It’s official, the once worth $5.7bn media company has filed for bankruptcy this morning at 9am. The company, whose assets include Vice News, Motherboard, Refinery29 and Vice TV, has agreed a sale to a consortium that includes Fortress Investment Group, Soros Fund Management and Monroe Capital for $225m in the form of a credit bid for its assets as well as assuming Vice’s “significant liabilities”.
Under the deal, which also has a provision that Vice could still be sold to a third party if a higher bid emerges, the lenders are also providing more than $20m and other financing to fund Vice throughout the sale process.

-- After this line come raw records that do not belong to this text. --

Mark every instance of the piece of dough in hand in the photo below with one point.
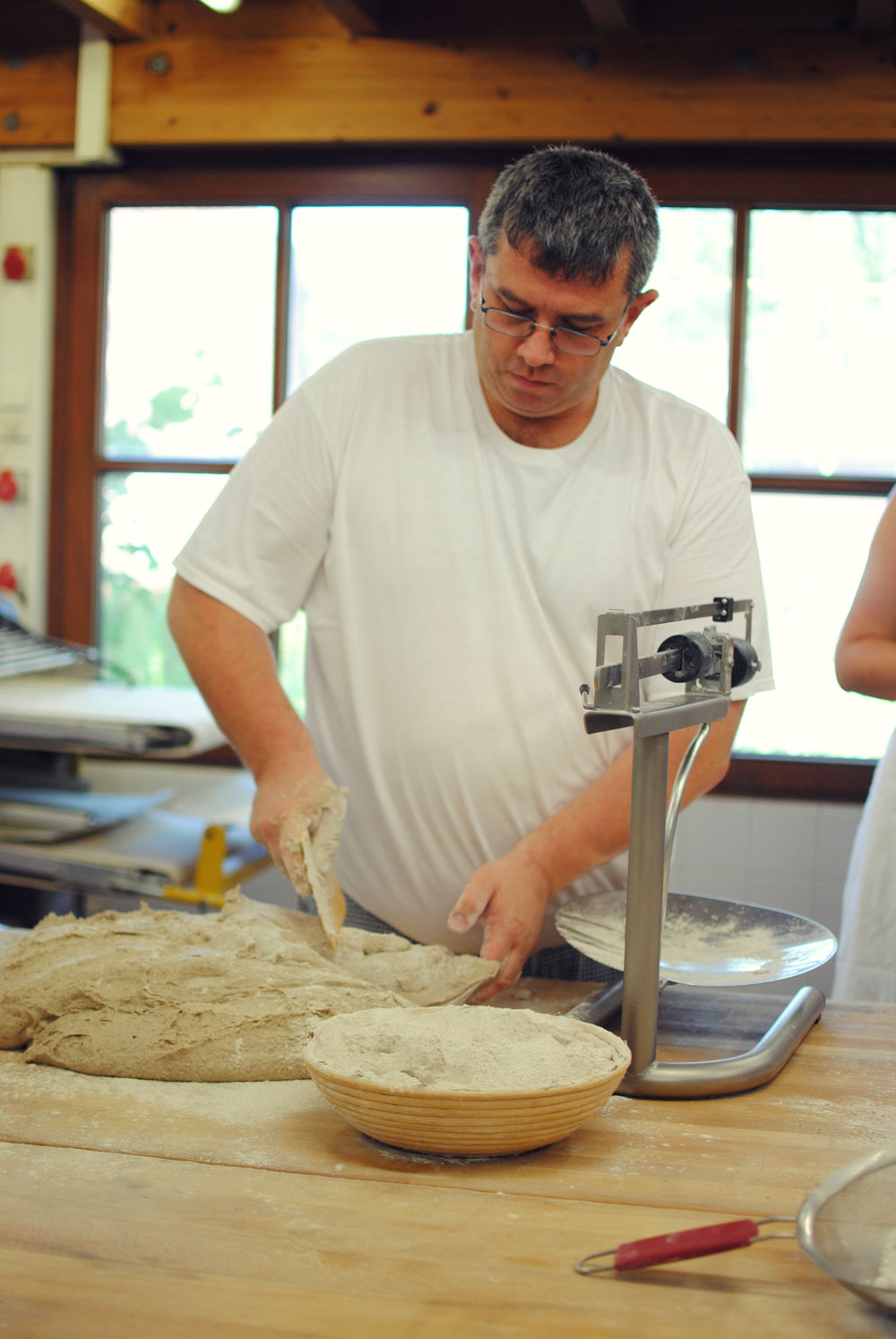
(308, 856)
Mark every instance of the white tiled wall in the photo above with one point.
(782, 853)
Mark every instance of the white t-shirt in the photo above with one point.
(452, 582)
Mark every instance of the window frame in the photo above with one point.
(738, 178)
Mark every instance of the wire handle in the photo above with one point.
(676, 1246)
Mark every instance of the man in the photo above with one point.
(452, 513)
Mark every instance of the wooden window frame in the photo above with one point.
(737, 178)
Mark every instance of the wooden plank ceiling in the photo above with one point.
(455, 71)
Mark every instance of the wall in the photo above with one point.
(782, 853)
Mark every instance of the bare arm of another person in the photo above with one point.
(233, 666)
(866, 656)
(509, 896)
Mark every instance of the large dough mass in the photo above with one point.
(229, 995)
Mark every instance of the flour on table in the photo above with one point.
(885, 1276)
(470, 1050)
(224, 997)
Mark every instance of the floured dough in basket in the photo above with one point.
(216, 998)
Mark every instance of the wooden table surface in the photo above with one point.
(162, 1209)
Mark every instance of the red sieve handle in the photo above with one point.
(686, 1246)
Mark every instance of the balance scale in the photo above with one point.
(709, 666)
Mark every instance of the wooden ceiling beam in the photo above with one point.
(611, 15)
(359, 16)
(116, 19)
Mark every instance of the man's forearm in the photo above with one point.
(595, 826)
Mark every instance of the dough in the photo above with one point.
(465, 1050)
(230, 995)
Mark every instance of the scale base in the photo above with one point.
(714, 1076)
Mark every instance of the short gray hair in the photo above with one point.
(579, 209)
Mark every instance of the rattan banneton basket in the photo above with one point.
(468, 1124)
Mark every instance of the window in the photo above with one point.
(819, 307)
(189, 357)
(211, 293)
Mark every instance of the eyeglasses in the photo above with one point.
(564, 339)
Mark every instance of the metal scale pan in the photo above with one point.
(641, 934)
(706, 940)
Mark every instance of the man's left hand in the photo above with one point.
(509, 897)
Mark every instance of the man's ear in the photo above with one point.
(476, 267)
(636, 306)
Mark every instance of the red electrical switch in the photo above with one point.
(18, 263)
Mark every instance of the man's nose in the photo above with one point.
(538, 347)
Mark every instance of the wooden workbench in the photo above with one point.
(162, 1209)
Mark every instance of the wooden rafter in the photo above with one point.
(116, 19)
(360, 16)
(611, 13)
(874, 15)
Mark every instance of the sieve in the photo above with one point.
(847, 1227)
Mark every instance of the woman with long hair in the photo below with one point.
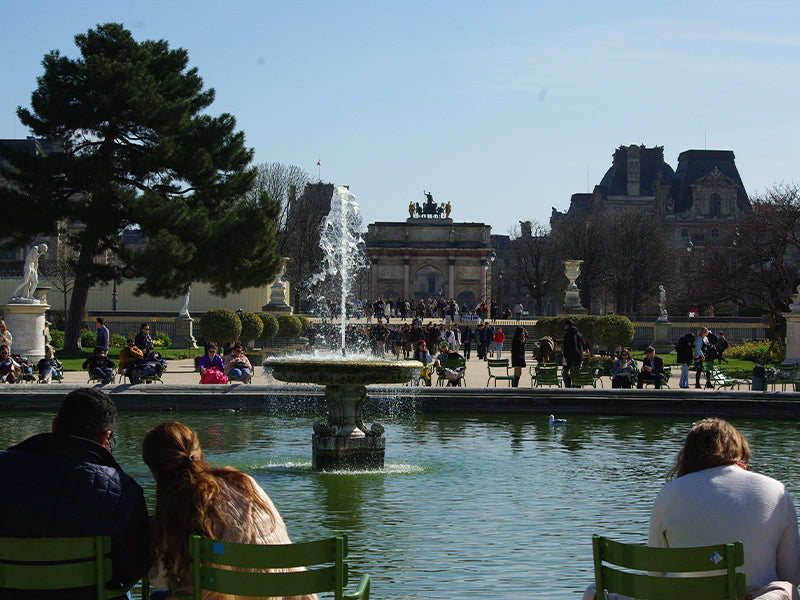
(193, 497)
(714, 499)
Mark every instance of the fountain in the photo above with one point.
(344, 442)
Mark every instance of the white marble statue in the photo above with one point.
(662, 300)
(184, 310)
(30, 274)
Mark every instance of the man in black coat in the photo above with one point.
(67, 484)
(572, 351)
(652, 369)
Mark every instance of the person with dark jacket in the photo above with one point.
(518, 353)
(466, 341)
(67, 484)
(684, 356)
(99, 365)
(652, 369)
(572, 351)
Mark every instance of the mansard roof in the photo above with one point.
(695, 164)
(651, 164)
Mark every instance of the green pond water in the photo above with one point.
(485, 506)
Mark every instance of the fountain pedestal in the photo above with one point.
(344, 442)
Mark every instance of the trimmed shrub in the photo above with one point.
(757, 351)
(57, 339)
(303, 323)
(220, 325)
(611, 330)
(615, 330)
(289, 326)
(589, 326)
(88, 338)
(161, 338)
(252, 326)
(270, 326)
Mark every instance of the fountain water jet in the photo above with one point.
(344, 442)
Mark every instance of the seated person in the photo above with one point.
(151, 364)
(422, 355)
(623, 370)
(49, 367)
(100, 366)
(237, 365)
(652, 369)
(129, 355)
(192, 497)
(212, 369)
(714, 499)
(9, 368)
(452, 375)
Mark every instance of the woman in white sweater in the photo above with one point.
(714, 499)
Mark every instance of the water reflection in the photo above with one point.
(495, 506)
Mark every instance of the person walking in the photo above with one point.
(572, 351)
(518, 353)
(102, 335)
(499, 339)
(684, 356)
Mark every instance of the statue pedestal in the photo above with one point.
(26, 322)
(792, 337)
(183, 333)
(662, 341)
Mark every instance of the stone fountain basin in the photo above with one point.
(342, 371)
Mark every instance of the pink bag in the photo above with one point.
(213, 376)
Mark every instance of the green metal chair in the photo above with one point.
(712, 568)
(227, 568)
(583, 377)
(541, 376)
(451, 363)
(43, 564)
(501, 365)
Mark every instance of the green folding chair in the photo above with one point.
(498, 365)
(227, 568)
(708, 572)
(41, 564)
(541, 376)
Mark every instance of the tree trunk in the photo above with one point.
(77, 304)
(74, 318)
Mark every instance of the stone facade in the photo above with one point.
(424, 258)
(704, 192)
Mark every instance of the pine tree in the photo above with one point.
(140, 152)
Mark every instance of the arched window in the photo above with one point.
(715, 205)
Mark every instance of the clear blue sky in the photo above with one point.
(503, 108)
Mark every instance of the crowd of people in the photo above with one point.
(437, 307)
(67, 483)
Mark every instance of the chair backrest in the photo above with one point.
(57, 564)
(227, 567)
(712, 568)
(497, 363)
(454, 363)
(546, 375)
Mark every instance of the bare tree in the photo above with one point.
(532, 261)
(282, 183)
(756, 263)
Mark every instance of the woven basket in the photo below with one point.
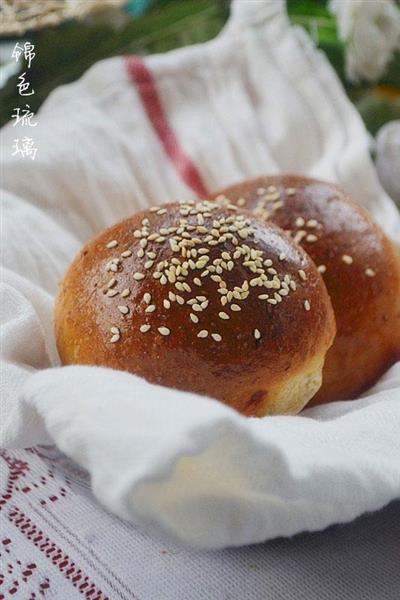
(19, 16)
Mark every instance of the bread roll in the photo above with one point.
(198, 297)
(360, 267)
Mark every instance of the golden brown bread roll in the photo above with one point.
(198, 297)
(360, 267)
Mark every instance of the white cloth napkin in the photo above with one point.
(258, 99)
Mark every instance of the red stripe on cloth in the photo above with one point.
(147, 89)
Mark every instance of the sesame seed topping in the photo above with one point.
(302, 274)
(164, 330)
(346, 258)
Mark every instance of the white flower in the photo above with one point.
(371, 32)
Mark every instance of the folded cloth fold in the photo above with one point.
(187, 467)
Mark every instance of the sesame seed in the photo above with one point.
(302, 274)
(164, 330)
(346, 258)
(312, 223)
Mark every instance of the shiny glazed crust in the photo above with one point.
(360, 267)
(167, 318)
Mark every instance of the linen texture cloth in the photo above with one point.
(132, 133)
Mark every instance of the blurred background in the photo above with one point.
(69, 36)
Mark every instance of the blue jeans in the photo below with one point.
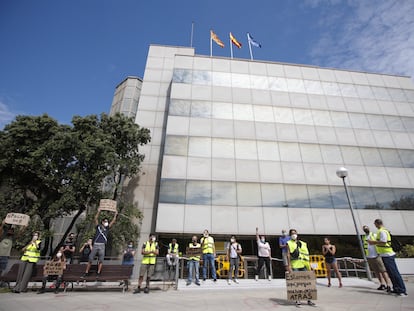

This really is a ‘oh how the mighty have fallen’ moment. Back in 2017, Vice, was the hot young publication of the moment – this is when it hit a valuation of $5.7bn in 2017 as media giants including Rupert Murdoch, WPP and Disney clamoured for a slice of its youth appeal, had been seeking a sale of about $1.5bn.
In April, the company – which has been evaluating its future since plans to float using a special purpose acquisition vehicle (Spac) collapsed two years ago – announced it was cancelling its popular Vice News Tonight as part of a restructuring that could make more than 100 staff redundant.
In February, Fortress, the company’s debt holder, extended a $30m funding line to let Vice pay overdue bills to vendors. The same month, Nancy Dubuc, who took over as chief executive from controversial co-founder Shane Smith in 2018, announced her surprise departure.
Vice, which began as a punk magazine in Montreal almost three decades ago, expanded into digital media and TV by striking deals with firms including Sky and HBO.
Vice was among a generation of fast-rising digital media upstarts such as BuzzFeed that once threatened to supplant legacy media companies with the right recipe for attracting millennial audiences.